How to map/index csv files with fscrawler?

Dear forum,
am new here and have played around with Elasticsearch basics.

Using this great fscrawler to simplify ingestion of files into Elastic.

Issue: Using fscrawler, how to have the data from csv fields properly entered into the corresponding type fields that I created in Elastic?
Next phase would be to read it using Kibana which seems straight forward.

My mapping in Elastic exists now with 14 fields of type "text" and "integer", but all data from the csv ends up in the fscrawler default "content" field, so I realize that I'm missing this last little touch to get it working.
Below a part (spme of my 14 fields excl) of the mappings under docs index (content field in the end...)

Is there a simple solution to this by:

  • customizing the fscrawler related configuration/defaults?
  • or is there need for logstash? If so, could someone give simple guidelines to use together with fscrawler?

Thx for any assistance,
Johan

{
  "docs": {
    "mappings": {
      "my-type": {
        "properties": {
          "ACTUAL staff": {
            "type": "integer"
          },
          "AUTHORIZED staff": {
            "type": "integer"
          },
          "On leave": {
            "type": "integer"
          },
          "Others": {
            "type": "integer"
          },
          "Sick": {
            "type": "integer"
          },
          "Total on duty": {
            "type": "integer"
          },
          "Total unavailable": {
            "type": "integer"
          },
          "content": {
            "type": "text",
            "fields": {
              "keyword": {
                "type": "keyword",
                "ignore_above": 256

[...]

Hi

Thanks!

Well. FSCrawler has not been designed to process CSV files. While Tika can extract raw text out from it it will be flatten. Which means no structured data here.

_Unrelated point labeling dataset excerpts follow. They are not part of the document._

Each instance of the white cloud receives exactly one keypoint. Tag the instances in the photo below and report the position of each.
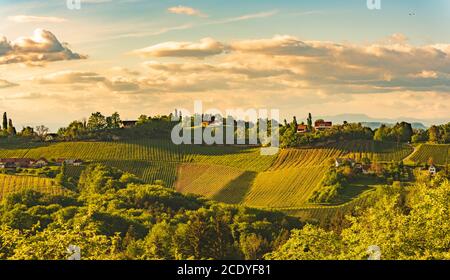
(184, 10)
(206, 47)
(42, 47)
(6, 84)
(35, 19)
(245, 17)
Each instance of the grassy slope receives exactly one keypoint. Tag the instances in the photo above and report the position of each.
(12, 183)
(439, 153)
(224, 173)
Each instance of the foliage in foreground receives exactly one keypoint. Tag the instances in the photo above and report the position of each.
(405, 224)
(112, 215)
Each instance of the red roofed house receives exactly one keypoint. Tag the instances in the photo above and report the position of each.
(301, 128)
(322, 125)
(17, 162)
(40, 163)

I'd really recommend using Logstash instead. I wrote a tutorial a while ago about this:

http://david.pilato.fr/blog/2015/04/28/exploring-capitaine-train-dataset/

HTH

Hi,
yes I started to suspect that, so I already made a logstash solution for it which works in principle.
Can still use fscrawler for easy import of bulk data that I have.
Have some newbie issues with logstash, so will post another topic in case I won't solve them myself :wink:

Will have a look at your tutorial as well – thx for your feedback.

Here sharing my simple logstash config:

input {
  file {
    path => "c:/tmp/es/*.csv"
	start_position => "beginning"
	type => "staff"
	}
}
filter {
	csv {
		separator => ","
		columns => [ "Unit", "Male staff", "Female staff", "Total on duty", "Total unavailable", "On leave", "Others" ]
	}
}

output {
  elasticsearch {
	action => "index"
	hosts => ["localhost:9200"]
	index => "docs"
  }
  stdout {}
}

This topic was automatically closed 28 days after the last reply. New replies are no longer allowed.